This is another Christmas gem from the people who made the best Peter Pan I have ever seen. It’s all about Eve who, on the cusp of her eighth birthday – on Christmas Eve of course – discovers two worrying things. Her adoptive parents appear to be wondering if they will keep her, and Christmas is in trouble and she is the only one who can save it.

Eve, played by Natasha Davidson with great charm and cleverness, manages to suppress her worry about her family until the real work of saving Christmas is done. News of her task is brought by Brian the very tall Elf, in great distress. None of the children’s wish letters to Santa have arrived, so the Elves can’t make the presents, so Santa will have nothing to deliver, so…oh, it doesn’t bear thinking about. But Brian is absolutely certain that Eve can find them. Brian, played by Jabez Sykes is hilarious, and ever so slightly camp, and we just love him.

Not so Mrs Grimble the post mistress, a baddie out of a Ghibli cartoon, played nastily by Laura England, who redeems herself as Eve’s lovely Mum. Eve is helped on her adventure by her best friend Nisha played by Purvi Parmar, and her dog Digby, also Parmar, doing the kind of puppetry that is so good you don’t notice it. Along the way they visit the eccentric Nula Nu who specialises in finding lost things, portrayed by Madeleine Edmondson, who also narrates. And everybody sings, in five-part harmony, quite a lot and really well.

This is an Oldham Theatre Workshop production. Despite tiny budgets and therefore small casts  – Craig Revel Horwood’s frocks for Snow White at Mamchester Opera House probably cost more than this entire production – it’s the sheer professionalism of the storytelling that shines through. Writer Sarah Nelson knows exactly how to craft a show for youngsters with lots of jeopardy and a lovely Christmassy ending. The audience of 5 to 75-year-olds were rapt. No spoilers, but if you’re at all susceptible then you’d better take a hanky. 

Composer and director James Atherton, who plays piano throughout the show, can write a Sondheim style lyric that children actually listen to. He also wrote the score for Around The World in Eighty Days which started at the Royal Exchange and went to Broadway earlier this year.

The cast, all Theatre Workshop alumni except England, are equally accomplished. Davidson won a Manchester Theatre Award for Best Supporting Actress. Sykes was a featured soloist at the What’s On Stage Awards in London, and Edmondson is a regular in ITV’s Cold Feet.  

The set, which is perfect, is clearly constructed of stuff they had in the store. I know they were worried this year because they were actually going to have to buy some costumes.

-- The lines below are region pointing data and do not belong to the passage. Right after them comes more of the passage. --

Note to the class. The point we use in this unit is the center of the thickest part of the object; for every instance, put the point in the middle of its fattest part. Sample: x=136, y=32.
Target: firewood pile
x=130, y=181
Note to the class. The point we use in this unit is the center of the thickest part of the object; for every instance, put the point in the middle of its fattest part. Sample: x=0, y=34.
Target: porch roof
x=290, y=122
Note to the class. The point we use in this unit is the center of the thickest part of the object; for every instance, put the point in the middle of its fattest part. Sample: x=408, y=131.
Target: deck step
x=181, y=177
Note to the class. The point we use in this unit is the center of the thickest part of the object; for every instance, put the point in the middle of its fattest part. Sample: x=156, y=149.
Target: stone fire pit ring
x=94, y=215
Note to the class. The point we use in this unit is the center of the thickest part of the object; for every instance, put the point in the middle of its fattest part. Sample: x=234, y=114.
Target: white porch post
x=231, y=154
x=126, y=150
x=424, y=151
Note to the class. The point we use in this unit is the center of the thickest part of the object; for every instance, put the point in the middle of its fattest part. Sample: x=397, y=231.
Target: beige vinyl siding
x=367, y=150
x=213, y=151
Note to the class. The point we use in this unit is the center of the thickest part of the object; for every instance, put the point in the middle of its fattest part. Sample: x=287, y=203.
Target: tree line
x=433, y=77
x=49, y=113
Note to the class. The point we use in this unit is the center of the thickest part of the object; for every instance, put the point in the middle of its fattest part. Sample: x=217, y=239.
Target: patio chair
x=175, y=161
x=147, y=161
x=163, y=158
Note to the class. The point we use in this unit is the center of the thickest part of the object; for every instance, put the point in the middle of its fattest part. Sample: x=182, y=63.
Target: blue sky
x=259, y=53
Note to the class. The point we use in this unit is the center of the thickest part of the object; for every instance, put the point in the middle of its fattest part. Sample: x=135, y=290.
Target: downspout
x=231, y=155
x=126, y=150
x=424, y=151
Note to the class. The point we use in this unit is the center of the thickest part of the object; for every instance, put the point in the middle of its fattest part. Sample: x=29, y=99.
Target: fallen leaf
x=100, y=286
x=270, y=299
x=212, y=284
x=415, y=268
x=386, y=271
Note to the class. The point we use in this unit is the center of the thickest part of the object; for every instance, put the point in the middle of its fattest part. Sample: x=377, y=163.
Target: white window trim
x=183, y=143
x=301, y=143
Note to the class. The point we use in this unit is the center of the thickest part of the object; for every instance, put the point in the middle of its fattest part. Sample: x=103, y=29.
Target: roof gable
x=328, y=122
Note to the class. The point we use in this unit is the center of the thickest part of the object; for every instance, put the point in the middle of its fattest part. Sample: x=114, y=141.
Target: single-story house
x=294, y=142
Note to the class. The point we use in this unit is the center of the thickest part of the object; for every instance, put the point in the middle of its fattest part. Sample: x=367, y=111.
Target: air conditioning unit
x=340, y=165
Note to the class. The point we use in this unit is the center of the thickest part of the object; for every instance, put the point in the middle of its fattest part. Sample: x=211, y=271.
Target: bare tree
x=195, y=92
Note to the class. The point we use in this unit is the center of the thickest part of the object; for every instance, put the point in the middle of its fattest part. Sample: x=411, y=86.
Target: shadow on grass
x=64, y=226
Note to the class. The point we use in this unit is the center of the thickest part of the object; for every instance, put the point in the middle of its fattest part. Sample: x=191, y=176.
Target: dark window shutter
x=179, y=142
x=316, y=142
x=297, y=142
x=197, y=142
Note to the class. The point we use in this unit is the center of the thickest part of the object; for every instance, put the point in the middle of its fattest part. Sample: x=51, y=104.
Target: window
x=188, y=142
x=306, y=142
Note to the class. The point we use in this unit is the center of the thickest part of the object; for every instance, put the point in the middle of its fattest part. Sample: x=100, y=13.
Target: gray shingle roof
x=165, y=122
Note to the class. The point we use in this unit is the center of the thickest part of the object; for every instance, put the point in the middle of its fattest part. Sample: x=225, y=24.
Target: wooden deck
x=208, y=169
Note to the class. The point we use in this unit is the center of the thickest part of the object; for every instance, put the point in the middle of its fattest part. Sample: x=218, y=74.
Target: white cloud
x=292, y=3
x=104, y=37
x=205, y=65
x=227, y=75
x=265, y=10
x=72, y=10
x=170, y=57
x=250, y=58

But in this Dickensian world of cuts and cutbacks, there are still some small miracles, and Oldham Theatre Workshop is one of them. It’s that rarest of things, a council-funded youth theatre which provides hundreds of local children with recreational theatre all year round. And they’re so good at what they do that, although it’s not the point, lots of their alumni turn professional.

And here they are in Oldham Library Theatre giving the highest standard of their art for not very much money, and entertaining hundreds of families at £8 a ticket. What could be more Christmassy than that?